Selanjutnya inovasi udunan online dari Dinas Sosial, inovasi Sicepot (Sistem Cepat Pelayanan ODGJ) dari Puskesmas Tipar, dan inovasi Rijari (Periksa Jantung Sendiri) dari RSUD Syamsudin di bawah Dinas Kesehatan Kota Sukabumi. 

“Dalam waktu dekat 6 inovasi tersebut akan masuk dalam tahap presentasi dan wawancara yang prosesnya dihadiri langsung oleh Pak Wali Kota,” kata Ida.

Pada tahap itu, para peserta akan berhadapan dengan tim penilai dari berbagai latar belakang. Tim penilai, ujar dia, melibatkan unsur independen terdiri dari dua tim juri, antara lain Direktur Eksekutif Ekspres, Institut Prootonomi Jabar yang juga tim juri kompetisi inovasi tingkat Jabar, Suhendrik dan akademisi dari UMMI, Dr. Deni M. Dannial.

Selain itu Bagian Organisasi akan memetakan inovasi pelayanan di Kota Sukabumi yang sudah diimplementasikan selama 2 tahun untuk dikirimkan ke ajang KIPP (Kompetisi Inovasi Pelayanan Publik) di Kementerian Pendayagunaan Aparatur Negara dan Reformasi Birokrasi (Kemenpan RB).

“Dari Kementerian PAN RB sudah ada sosialisasi secara daring terkait KIPP tahun ini. Satu inovasi yang sudah masuk masuk persyaratan adalah udunan online. Nanti kami petakan kembali,” tutur Ida.

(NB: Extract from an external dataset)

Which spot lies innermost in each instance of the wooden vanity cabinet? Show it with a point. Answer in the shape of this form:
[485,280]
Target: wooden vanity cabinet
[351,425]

Dia menambahkan inovasi dari perangkat daerah, baik yang baru berjalan maupun yang telah lama akan direkomendasikan masuk di  persyaratan inovasi daerah dengan fasilitasi Bappeda. Karena Bappeda memiliki fungsi dan fasilitasi inovasi daerah. Raperda tentang hal ini masih dalam tahap pembahasan di DPRD.

“Nanti akan ada mekanisme lagi dalam penentuan inovasi daerah yang dilaksanakan oleh Bappeda,” tambahnya.

Pada tahun-tahun sebelumnya, inovasi yang diluncurkan oleh perangkat daerah hanya diverifikasi tidak dilombakan. Mulai tahun inovasi-inovasi tersebut dikompetisikan sebagai bentuk apresiasi. 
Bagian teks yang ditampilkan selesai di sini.